Not for the first time, Sendek found himself wondering what would happen when the end came for the youth. In a way, Decius had become something of a symbol for them all, an embodiment of the resilient endurance of their Legion. He thought of the two of them matched over a regicide board on the Endurance and felt a pang of sorrow. For all of Solun's brashness and arrogance, the cocksure warrior did not deserve a
death of such ignominy. Decius should have perished in glorious battle instead of being reduced to fighting a war with his own body.
The smell was becoming stronger. Sendek's frown deepened. Iago, one of Hakur's squad and a deft hand with a plasma gun, took the watch before Tollen's, but he was overdue. It wasn't like Iago to be so thoughtless. Sergeant Hakur's hard training and battle drills burned that out of his men.

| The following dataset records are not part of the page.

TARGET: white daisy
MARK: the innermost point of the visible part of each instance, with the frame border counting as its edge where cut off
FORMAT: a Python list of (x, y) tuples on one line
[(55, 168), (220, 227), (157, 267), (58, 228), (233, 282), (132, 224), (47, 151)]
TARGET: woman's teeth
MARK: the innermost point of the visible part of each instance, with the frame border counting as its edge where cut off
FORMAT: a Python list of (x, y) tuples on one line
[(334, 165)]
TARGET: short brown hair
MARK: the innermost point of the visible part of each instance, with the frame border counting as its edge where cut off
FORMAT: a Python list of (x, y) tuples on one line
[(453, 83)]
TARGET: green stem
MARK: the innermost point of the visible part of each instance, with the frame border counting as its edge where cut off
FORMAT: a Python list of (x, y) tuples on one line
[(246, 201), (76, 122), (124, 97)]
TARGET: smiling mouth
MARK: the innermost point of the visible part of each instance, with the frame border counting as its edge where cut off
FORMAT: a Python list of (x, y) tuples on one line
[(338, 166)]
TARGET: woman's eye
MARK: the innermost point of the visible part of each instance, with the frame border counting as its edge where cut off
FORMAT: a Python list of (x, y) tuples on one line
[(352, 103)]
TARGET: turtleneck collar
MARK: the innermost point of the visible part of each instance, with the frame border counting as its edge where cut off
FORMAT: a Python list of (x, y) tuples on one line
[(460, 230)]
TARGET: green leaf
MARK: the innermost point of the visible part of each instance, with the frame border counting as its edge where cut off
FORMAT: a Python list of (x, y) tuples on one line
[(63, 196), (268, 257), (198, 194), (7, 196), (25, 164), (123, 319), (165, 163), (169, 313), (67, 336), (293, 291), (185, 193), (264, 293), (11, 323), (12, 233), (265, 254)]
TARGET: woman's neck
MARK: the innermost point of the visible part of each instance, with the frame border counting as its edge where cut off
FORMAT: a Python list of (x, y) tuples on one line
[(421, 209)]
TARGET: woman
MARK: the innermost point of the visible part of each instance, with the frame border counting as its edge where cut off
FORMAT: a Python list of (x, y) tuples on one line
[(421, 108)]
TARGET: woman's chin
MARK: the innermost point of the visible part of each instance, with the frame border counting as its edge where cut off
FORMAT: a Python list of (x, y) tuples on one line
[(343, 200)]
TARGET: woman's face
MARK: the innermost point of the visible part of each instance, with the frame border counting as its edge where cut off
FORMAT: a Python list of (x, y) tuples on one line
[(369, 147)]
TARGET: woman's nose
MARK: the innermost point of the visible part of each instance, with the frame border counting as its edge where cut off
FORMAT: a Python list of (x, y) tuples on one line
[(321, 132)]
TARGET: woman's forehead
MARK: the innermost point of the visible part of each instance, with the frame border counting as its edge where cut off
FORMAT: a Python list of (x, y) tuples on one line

Then the unmistakable aroma of blood finally raised itself from the mix of scents and Sendek tensed. There was no movement anywhere along the infirmary corridor, and where the corner turned to the isolation ward the biolumes in the walls and ceiling had been doused. Only a faint red light showed him the vaguest outline of the corridor. He broke into a run, his senses taking in everything. For a moment, the Astartes thought that there had been some kind of accident, like the spillage of some great casket of oil across the floors and wall, but the charnel house stink overwhelmed him with the raw bouquet of fresh blood and rotted meat. Sendek realised abruptly that the biolumes had not been deactivated after all. It was only that there was so much blood, in thick, sticky layers, that it damped down the glow from them. His ceramite boots crunched on a paste of broken bone fragments and melted teeth. He made out a shape in the rancid gloom: a forearm ending in rags of torn meat, still partly sheathed in the marble armour of a Death Guard. Glittering black motes moved all across the severed limb.

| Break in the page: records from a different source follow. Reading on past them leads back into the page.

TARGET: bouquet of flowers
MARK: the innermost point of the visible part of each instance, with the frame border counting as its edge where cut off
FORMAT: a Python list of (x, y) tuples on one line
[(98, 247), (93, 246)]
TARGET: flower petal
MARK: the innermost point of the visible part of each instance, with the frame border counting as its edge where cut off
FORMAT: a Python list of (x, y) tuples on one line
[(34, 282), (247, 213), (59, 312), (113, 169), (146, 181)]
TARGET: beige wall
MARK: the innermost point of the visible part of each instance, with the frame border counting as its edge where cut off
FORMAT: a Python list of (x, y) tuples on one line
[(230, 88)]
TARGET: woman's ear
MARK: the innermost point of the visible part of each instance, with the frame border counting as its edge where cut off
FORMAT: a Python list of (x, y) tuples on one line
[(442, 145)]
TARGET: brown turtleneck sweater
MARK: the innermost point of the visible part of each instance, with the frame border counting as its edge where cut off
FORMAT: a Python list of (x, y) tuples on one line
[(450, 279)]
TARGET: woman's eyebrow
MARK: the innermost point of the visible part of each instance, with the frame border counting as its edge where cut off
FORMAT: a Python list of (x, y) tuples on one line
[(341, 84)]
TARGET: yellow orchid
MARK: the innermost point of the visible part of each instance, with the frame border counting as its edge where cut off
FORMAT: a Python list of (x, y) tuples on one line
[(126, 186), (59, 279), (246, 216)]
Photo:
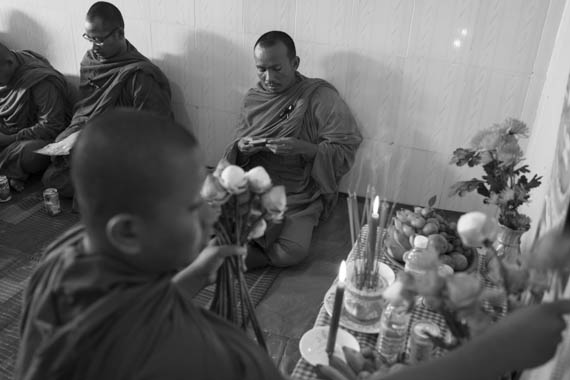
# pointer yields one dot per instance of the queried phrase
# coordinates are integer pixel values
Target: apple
(438, 243)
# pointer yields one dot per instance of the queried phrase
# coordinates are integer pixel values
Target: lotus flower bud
(258, 180)
(222, 164)
(476, 229)
(212, 191)
(233, 179)
(463, 290)
(258, 230)
(274, 202)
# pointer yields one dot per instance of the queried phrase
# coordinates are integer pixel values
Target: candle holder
(363, 295)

Sendek went for the bolt pistol on his belt as the sound began. Around him the blackened walls flickered and hummed with the sharp, piercing scrapes of insect wings. The swarms grazing upon the effluent stirred, sensing the presence of the Astartes.
He saw into the isolation ward and felt his throat tighten. There was Decius's capsule, now little more than a broken glass egg torn open from within. Organs and fleshy objects were scattered about the tiled floor where servitors and other living things had been ripped apart. Sendek's hand went to the neck ring on his armour, as the buzzing grew louder, instinctively keying the battlefield vox channel that would tie him to his squad leader. 'Andus,' he began, 'alert the-'
The claw took him by the leg and yanked him savagely from his feet. Sendek cried out and lost the pistol at once, as his attacker threw him bodily into a glass cabinet filled with vials and bottles. He clattered through the storage compartment and rolled to the floor, hands and knees falling into puddles of thick fluid. The Death Guard tried to recover, but a hooked foot swung up and hit him in the face, spinning him over and down.